Charles tried to look up his medical dictionary, but could not read it; the lines were dancing.

"Be calm," said the druggist; "we have only to administer a powerful antidote. What is the poison?"

Charles showed him the letter. It was arsenic.

"Very well," said Homais, "we must make an analysis."

For he knew that in cases of poisoning an analysis must be made; and the other, who did not understand, answered —

"Oh, do anything! save her!"

Then going back to her, he sank upon the carpet, and lay there with his head leaning against the edge of her bed, sobbing.

"Don't cry," she said to him. "Soon I shall not trouble you any more."

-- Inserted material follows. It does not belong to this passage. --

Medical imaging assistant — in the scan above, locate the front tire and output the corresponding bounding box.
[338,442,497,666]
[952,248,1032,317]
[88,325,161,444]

"Why was it? Who drove you to it?"

She replied. "It had to be, my dear!"

"Weren't you happy? Is it my fault? I did all I could!"

"Yes, that is true — you are good — you."

And she passed her hand slowly over his hair. The sweetness of this sensation deepened his sadness; he felt his whole being dissolving in despair at the thought that he must lose her, just when she was confessing more love for him than ever. And he could think of nothing; he did not know, he did not dare; the urgent need for some immediate resolution gave the finishing stroke to the turmoil of his mind.

So she had done, she thought, with all the treachery; and meanness, and numberless desires that had tortured her. She hated no one now; a twilight dimness was settling upon her thoughts, and, of all earthly noises, Emma heard none but the intermittent lamentations of this poor heart, sweet and indistinct like the echo of a symphony dying away.

"Bring me the child," she said, raising herself on her elbow.

"You are not worse, are you?" asked Charles.

"No, no!"

The child, serious, and still half-asleep, was carried in on the servant's arm in her long white nightgown, from which her bare feet peeped out. She looked wonderingly at the disordered room, and half-closed her eyes, dazzled by the candles burning on the table. They reminded her, no doubt, of the morning of New Year's day and Mid-Lent, when thus awakened early by candle-light she came to her mother's bed to fetch her presents, for she began saying —

"But where is it, mamma?" And as everybody was silent, "But I can't see my little stocking."

Felicite held her over the bed while she still kept looking towards the mantelpiece.

"Has nurse taken it?" she asked.

And at this name, that carried her back to the memory of her adulteries and her calamities, Madame Bovary turned away her head, as at the loathing of another bitterer poison that rose to her mouth. But Berthe remained perched on the bed.

"Oh, how big your eyes are, mamma! How pale you are! how hot you are!"

Her mother looked at her. "I am frightened!" cried the child, recoiling.

Emma took her hand to kiss it; the child struggled.